Code of the District of Columbia

§ 16–902. Residency requirements.

(a) Except as provided in subsection (b) of this section, no action for divorce or legal separation shall be maintainable unless one of the parties to the marriage has been a bona fide resident of the District of Columbia for at least 6 months next preceding the commencement of the action.

(b)(1) An action for divorce or legal separation by persons of the same gender, even if neither party to the marriage is a bona fide resident of the District of Columbia at the time the action is commenced, shall be maintainable if the following apply:

(A) The marriage was performed in the District of Columbia; and

(B) Neither party to the marriage resides in a jurisdiction that will maintain an action for divorce or legal separation.

(2) It shall be a rebuttable presumption that a jurisdiction will not maintain an action for divorce or legal separation if the jurisdiction does not recognize the marriage.
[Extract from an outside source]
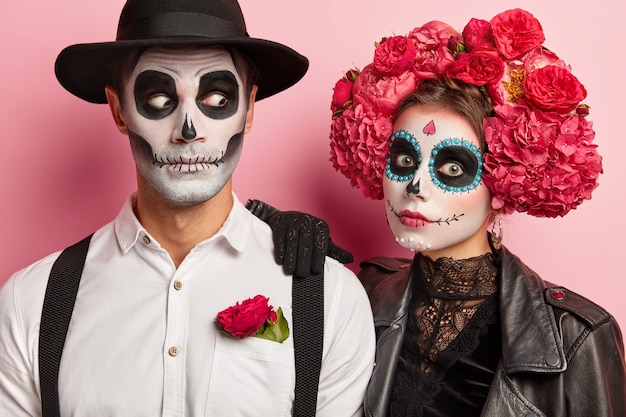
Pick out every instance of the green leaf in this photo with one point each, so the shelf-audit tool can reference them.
(275, 332)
(3) Any action for divorce or legal separation as provided by this subsection, including any accompanying petition for alimony, assignment and equitable distribution of property, pendente lite relief, or child custody determination if the District has jurisdiction under § 16-4602.01 or § 16-4602.03, shall be adjudicated in accordance with the laws of the District of Columbia.
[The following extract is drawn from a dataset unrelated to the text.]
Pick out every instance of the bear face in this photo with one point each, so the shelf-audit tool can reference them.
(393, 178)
(c) No action for annulment of a marriage performed outside the District of Columbia or for affirmance of any marriage shall be maintainable unless one of the parties is a bona fide resident of the District of Columbia at the time of the commencement of the action.
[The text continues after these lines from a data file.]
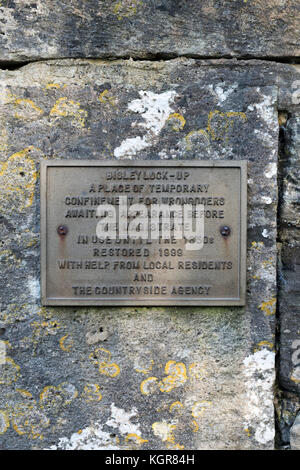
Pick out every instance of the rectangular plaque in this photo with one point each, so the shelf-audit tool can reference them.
(79, 268)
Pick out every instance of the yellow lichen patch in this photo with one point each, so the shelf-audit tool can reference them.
(106, 98)
(269, 307)
(176, 407)
(65, 343)
(126, 8)
(149, 385)
(102, 358)
(54, 398)
(28, 420)
(263, 344)
(9, 372)
(91, 392)
(17, 181)
(26, 109)
(69, 109)
(177, 376)
(219, 123)
(24, 393)
(199, 407)
(193, 137)
(4, 422)
(135, 439)
(177, 121)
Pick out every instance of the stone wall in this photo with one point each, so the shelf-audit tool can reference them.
(217, 81)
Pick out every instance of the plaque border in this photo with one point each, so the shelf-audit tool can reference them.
(71, 301)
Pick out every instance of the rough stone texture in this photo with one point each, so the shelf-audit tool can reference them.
(289, 275)
(137, 377)
(43, 29)
(295, 434)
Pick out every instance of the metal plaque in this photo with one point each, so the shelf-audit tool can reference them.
(81, 266)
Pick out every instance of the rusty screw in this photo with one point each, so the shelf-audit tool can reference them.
(225, 231)
(62, 230)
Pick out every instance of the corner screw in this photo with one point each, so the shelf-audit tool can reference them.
(225, 231)
(62, 230)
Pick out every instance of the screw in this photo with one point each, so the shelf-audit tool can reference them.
(62, 230)
(225, 231)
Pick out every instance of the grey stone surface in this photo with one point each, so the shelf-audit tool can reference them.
(137, 377)
(289, 235)
(295, 434)
(36, 29)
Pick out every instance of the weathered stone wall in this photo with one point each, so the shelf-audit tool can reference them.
(151, 378)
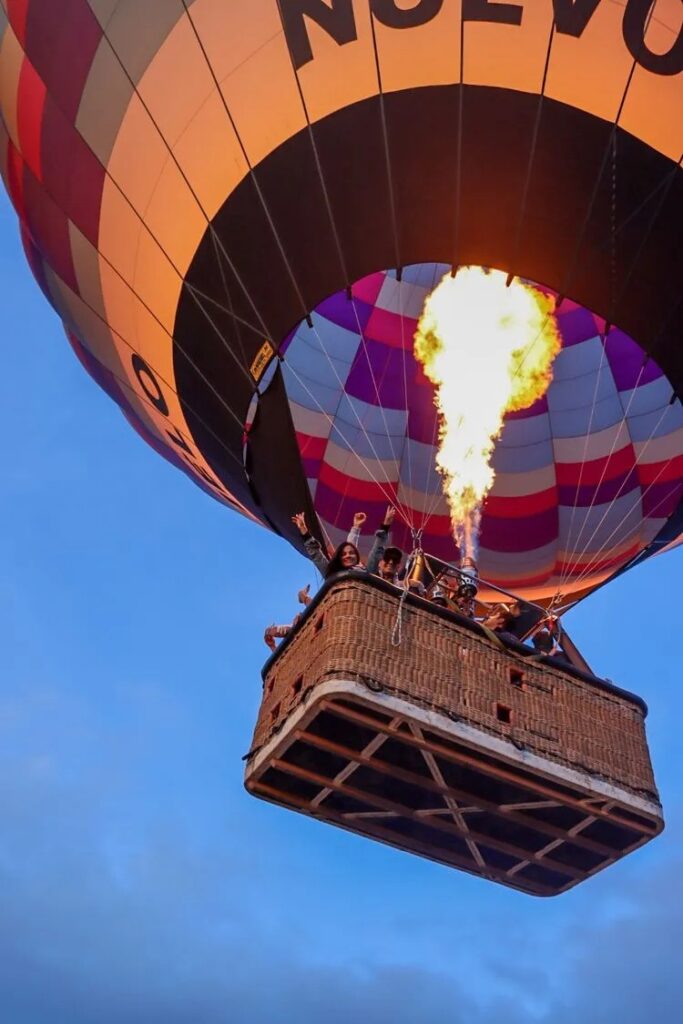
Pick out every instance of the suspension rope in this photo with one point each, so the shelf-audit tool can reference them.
(385, 138)
(316, 158)
(394, 227)
(395, 501)
(374, 381)
(535, 142)
(335, 428)
(431, 502)
(617, 435)
(584, 460)
(397, 631)
(593, 565)
(587, 569)
(459, 151)
(136, 351)
(252, 172)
(d) The residence of the parties to an action for annulment of a marriage performed in the District of Columbia shall not be considered in determining whether the action shall be maintainable.

(e) If a member of the armed forces of the United States resides in the District of Columbia for a continuous period of 6 months during his or her period of military service, he or she shall be deemed to reside in the District of Columbia for purposes of this section only.


(Dec. 23, 1963, Pub. L. 88-241, § 1, 77 Stat. 560; Sept. 29, 1965, 79 Stat. 889, Pub. L. 89-217, § 1; Apr. 7, 1977, D.C. Law 1-107, title I, § 101, 23 DCR 8737; May 31, 2012, D.C. Law 19-133, § 2, 59 DCR 2395; Mar. 10, 2015, D.C. Law 20-183, § 2(a), 61 DCR 11834.)

Prior Codifications

1981 Ed., § 16-902.

1973 Ed., § 16-902.

Effect of Amendments

D.C. Law 19-133 rewrote the section, which formerly read:

“No action for divorce or legal separation shall be maintainable unless one of the parties to the marriage has been a bona fide resident of the District of Columbia for at least six months next preceding the commencement of the action. No action for annulment of a marriage performed outside the District of Columbia or for affirmance of any marriage shall be maintainable unless one of the parties is a bona fide resident of the District of Columbia at the time of the commencement of the action. The residence of the parties to an action for annulment of a marriage performed in the District of Columbia shall not be considered in determining whether such action shall be maintainable. If a member of the armed forces of the United States resides in the District of Columbia for a continuous period of six months during his or her period of military service, he or she shall be deemed to reside in the District of Columbia for purposes of this section only.”

The 2015 amendment by D.C. Law 20-183 substituted “divorce or legal separation” for “divorce” throughout (b); and substituted “Any action for divorce or legal separation as provided by this subsection, including any accompanying petition for alimony, assignment and equitable distribution of property, pendent lite relief, or child custody determination if the District has jurisdiction under § 16-4602.01 or § 16.4602.03” for “Any action for divorce as provided by this subsection” in (b)(3).